Idaho Examiner - Sen. Larry Craig News Releases

Friday, July 15, 2005

HOMELAND SECURITY APPROPRIATIONS APPROVED BY SENATE

Craig secures increases in Border Patrol agents, detention beds, enforcement efforts

WASHINGTON, D.C. – The U.S. Senate approved the fiscal year 2006 Homeland Security appropriations bill today. Idaho Senator Larry Craig, a member of the subcommittee that wrote the bill, supported the legislation to enhance homeland security efforts and immigration enforcement.

The bill continues the process of adding the 500 new Border Patrol Agents required by the Byrd-Craig Amendment to the FY 2005 Emergency Supplemental Appropriations bill, and provides for 1,000 more agents, for a total of 1,500 new agents, bringing total Border Patrol strength to 12,449 in FY 2006, up from 10,949 in FY 2005. It also increases the total number of beds at immigration detention centers to more than 22,000, an increase of more than 2,200, and steps up other immigration enforcement efforts domestically.
“The first, fundamental responsibility of the federal government is to protect the American people through a strong national defense and effective homeland security,” Craig said. “Border security and immigration reform are essential elements of providing for a secure homeland. We need to do more to improve our border security and immigration enforcement. However, it's important for Americans to understand that this Congress is making significant progress in this area. The FY 2006 bill that is before us represents a quantum leap forward in that effort.”
The major homeland security activities in the $31 billion bill include Customs and Border Protection; Immigration and Customs Enforcement; support for state and local anti-terrorism and emergency response programs; and national emergency preparedness.

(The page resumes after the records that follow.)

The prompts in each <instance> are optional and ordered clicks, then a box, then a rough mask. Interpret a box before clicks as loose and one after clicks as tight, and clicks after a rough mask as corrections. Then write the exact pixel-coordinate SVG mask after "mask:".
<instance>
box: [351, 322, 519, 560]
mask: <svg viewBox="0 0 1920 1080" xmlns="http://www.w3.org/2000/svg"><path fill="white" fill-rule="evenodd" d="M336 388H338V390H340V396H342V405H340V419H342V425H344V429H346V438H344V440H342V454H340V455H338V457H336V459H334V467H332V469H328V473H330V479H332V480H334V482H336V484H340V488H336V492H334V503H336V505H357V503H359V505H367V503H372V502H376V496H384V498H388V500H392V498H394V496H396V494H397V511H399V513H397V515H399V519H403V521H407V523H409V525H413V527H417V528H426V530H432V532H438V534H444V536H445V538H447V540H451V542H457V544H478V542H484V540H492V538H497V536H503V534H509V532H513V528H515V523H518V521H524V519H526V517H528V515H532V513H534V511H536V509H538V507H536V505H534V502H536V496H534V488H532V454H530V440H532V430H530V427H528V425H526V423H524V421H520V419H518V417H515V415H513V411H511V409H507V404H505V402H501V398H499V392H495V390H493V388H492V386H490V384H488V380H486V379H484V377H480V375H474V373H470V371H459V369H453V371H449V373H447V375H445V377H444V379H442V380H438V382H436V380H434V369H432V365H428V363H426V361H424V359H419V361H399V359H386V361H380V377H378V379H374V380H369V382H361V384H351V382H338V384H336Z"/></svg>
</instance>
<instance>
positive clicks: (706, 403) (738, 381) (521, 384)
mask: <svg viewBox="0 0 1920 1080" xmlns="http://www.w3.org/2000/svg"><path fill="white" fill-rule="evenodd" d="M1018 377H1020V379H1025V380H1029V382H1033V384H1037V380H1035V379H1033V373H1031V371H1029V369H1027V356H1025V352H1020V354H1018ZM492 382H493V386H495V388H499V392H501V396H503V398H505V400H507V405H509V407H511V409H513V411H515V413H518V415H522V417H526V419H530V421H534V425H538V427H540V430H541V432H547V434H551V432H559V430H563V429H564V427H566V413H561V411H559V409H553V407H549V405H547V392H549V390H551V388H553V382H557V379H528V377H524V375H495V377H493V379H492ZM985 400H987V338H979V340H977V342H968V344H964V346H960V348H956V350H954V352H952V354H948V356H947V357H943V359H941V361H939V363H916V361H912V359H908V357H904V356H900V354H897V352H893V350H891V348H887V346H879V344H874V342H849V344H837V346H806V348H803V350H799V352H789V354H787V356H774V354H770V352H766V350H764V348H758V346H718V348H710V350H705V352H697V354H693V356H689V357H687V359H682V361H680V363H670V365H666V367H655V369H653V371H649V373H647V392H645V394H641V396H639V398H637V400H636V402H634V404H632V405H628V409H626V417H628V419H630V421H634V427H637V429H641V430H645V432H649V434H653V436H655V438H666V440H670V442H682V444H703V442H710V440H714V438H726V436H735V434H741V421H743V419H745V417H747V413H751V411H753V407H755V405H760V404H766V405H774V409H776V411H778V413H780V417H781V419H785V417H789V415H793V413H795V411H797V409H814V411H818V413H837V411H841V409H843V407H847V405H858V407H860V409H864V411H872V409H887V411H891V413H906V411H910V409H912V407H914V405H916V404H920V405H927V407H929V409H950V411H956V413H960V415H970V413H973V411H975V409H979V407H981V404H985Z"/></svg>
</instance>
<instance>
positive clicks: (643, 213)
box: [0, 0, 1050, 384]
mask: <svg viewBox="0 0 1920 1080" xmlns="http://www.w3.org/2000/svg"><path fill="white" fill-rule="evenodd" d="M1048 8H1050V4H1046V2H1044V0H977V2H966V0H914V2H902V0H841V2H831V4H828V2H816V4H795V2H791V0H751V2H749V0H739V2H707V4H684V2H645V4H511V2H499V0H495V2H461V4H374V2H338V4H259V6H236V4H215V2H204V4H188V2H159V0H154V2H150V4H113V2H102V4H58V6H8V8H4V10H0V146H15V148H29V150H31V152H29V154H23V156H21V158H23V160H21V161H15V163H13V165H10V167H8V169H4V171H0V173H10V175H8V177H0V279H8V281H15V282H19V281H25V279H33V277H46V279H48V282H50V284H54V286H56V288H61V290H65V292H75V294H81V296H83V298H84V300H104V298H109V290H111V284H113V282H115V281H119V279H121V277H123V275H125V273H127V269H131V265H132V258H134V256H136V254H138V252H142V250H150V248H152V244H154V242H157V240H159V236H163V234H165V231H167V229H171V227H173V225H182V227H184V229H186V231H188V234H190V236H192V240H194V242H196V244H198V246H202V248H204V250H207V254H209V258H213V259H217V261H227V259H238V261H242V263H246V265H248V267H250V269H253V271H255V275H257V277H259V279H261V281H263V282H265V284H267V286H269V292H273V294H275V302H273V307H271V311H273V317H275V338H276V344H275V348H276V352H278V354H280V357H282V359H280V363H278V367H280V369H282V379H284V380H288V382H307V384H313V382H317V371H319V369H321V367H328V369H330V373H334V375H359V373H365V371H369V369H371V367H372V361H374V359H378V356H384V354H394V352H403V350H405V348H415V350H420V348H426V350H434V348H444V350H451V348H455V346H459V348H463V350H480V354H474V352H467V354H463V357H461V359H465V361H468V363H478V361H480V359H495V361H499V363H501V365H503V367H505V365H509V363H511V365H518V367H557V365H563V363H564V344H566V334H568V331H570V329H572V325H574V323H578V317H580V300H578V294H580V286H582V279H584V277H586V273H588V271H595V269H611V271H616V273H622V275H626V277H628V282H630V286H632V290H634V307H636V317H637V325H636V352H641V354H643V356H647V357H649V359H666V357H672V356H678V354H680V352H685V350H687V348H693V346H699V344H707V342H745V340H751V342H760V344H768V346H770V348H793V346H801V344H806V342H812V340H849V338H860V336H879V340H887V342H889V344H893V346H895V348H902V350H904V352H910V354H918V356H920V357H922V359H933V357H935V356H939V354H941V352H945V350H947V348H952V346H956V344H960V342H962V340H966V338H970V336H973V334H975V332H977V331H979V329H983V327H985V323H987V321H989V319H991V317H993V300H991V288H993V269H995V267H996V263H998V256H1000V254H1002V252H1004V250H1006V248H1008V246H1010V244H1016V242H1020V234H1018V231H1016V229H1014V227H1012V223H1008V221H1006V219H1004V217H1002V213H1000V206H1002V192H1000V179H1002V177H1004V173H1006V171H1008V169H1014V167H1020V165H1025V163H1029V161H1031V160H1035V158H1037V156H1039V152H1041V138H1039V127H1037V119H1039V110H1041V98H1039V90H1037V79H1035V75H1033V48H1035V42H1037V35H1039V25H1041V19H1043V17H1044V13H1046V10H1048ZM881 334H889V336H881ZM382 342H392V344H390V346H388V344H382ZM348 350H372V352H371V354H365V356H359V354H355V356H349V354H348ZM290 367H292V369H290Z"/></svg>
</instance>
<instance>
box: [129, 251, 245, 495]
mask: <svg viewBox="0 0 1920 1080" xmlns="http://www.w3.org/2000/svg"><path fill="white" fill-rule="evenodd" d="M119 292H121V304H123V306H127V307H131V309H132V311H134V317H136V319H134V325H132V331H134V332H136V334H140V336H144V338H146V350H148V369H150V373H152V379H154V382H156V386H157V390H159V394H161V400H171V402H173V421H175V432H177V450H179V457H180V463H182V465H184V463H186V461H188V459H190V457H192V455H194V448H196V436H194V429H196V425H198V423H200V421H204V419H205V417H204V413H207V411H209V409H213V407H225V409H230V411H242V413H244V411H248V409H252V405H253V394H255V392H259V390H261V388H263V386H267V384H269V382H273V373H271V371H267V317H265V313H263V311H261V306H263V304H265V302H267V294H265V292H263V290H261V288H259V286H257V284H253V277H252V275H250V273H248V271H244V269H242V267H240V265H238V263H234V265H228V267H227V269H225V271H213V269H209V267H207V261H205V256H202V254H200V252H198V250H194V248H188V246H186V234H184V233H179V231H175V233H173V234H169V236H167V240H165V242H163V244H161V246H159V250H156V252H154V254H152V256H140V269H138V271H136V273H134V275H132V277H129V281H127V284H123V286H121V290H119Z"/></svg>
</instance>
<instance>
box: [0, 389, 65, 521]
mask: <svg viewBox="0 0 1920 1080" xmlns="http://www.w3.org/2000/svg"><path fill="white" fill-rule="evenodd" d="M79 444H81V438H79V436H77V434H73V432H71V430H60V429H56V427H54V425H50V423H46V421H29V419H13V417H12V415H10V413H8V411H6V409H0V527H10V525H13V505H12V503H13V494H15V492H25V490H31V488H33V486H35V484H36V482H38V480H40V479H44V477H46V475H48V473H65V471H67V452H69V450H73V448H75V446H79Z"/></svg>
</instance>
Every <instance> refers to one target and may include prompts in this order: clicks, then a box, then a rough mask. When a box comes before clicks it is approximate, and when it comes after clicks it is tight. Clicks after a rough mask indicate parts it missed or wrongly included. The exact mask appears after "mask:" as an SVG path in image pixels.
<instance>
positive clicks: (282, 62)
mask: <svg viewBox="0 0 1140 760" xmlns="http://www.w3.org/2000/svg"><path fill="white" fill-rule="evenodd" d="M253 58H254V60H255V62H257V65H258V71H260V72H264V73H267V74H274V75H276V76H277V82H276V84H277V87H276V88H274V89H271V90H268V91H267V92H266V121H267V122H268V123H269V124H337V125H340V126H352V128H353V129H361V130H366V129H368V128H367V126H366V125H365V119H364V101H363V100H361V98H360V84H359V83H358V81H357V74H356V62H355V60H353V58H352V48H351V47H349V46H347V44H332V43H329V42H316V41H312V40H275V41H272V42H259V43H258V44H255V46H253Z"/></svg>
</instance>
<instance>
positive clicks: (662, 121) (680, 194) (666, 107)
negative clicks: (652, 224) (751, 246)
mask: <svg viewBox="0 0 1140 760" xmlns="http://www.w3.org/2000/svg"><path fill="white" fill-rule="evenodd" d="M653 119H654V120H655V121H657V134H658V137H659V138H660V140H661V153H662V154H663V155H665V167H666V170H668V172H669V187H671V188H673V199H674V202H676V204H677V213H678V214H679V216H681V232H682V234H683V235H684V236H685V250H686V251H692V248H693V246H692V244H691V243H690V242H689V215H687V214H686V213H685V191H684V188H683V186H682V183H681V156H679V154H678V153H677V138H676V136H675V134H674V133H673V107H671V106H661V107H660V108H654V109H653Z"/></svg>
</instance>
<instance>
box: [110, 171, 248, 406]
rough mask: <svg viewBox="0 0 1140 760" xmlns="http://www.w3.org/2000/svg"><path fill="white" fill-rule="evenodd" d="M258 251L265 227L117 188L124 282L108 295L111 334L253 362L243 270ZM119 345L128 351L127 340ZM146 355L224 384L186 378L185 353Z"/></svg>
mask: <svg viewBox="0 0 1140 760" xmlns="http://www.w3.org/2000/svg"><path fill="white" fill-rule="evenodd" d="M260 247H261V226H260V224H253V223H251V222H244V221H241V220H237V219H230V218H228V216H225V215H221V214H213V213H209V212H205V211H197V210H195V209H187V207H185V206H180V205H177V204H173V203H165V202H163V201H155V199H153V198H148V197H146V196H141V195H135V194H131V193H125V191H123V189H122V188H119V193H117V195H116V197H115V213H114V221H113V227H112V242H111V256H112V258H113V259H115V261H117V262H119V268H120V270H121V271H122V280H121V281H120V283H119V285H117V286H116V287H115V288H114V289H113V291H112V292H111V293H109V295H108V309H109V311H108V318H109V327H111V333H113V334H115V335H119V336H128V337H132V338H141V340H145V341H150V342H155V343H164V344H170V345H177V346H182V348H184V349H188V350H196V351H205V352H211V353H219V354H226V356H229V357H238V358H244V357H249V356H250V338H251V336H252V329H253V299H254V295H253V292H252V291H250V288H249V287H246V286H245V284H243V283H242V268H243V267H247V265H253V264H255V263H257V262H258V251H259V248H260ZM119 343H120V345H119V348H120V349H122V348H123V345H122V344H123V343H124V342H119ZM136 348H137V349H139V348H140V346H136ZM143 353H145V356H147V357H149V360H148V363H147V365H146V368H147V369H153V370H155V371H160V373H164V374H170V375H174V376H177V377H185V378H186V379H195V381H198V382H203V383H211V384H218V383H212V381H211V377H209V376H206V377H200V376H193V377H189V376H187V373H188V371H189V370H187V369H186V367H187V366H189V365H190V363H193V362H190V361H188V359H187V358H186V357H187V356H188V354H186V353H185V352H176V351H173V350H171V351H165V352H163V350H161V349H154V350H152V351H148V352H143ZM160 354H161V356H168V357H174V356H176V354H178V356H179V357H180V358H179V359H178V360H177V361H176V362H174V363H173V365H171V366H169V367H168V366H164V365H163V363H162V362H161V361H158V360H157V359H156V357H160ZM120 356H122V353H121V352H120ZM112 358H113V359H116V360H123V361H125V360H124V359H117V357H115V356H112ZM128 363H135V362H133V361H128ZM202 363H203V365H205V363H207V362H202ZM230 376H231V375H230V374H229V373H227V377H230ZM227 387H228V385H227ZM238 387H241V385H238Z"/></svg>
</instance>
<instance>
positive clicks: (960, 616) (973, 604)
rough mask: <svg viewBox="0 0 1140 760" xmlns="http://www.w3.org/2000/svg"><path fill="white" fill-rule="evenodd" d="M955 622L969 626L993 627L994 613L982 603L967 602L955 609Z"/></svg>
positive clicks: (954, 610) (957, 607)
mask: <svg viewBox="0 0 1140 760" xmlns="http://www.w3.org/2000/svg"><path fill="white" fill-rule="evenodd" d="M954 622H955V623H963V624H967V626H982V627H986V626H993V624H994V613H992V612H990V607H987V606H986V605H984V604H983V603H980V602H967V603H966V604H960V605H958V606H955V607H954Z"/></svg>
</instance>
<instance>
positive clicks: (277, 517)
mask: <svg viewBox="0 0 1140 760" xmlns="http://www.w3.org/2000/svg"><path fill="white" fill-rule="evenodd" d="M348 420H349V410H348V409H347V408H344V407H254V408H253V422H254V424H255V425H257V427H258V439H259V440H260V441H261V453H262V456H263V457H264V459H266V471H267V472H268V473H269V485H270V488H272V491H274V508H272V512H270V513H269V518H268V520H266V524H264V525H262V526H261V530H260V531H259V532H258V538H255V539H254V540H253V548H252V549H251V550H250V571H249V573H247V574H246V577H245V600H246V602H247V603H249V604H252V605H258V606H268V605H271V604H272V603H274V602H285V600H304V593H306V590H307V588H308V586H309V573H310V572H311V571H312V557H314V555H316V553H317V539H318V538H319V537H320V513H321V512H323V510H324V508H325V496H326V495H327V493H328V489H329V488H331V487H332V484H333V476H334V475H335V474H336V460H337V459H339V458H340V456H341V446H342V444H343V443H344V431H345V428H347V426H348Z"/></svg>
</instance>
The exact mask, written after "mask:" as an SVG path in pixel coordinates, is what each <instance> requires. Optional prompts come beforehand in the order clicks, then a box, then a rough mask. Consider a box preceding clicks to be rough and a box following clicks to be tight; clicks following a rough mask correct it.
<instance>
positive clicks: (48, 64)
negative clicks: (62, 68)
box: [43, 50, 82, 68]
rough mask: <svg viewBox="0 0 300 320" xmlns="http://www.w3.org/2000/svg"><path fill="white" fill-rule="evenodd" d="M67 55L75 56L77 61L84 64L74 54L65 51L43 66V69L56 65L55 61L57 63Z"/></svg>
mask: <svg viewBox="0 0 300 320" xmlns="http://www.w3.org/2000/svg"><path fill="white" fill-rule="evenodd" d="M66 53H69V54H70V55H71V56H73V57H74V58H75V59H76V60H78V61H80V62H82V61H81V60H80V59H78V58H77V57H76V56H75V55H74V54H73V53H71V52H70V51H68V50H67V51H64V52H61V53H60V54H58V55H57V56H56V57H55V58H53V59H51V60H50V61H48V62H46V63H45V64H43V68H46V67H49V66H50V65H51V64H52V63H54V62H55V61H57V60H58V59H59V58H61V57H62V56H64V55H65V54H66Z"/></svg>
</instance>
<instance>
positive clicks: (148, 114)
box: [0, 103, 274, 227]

Significant counter-terrorism measures include airline safety, baggage security, and transit protection initiatives of the Transportation Security Administration; and science and technology research and development of biological, chemical, radiological, and nuclear countermeasures; critical infrastructure protection; and cyber security.

The bill now goes to a House-Senate conference to resolve the differences between the respective versions of the bill passed by the Senate and the House of Representatives.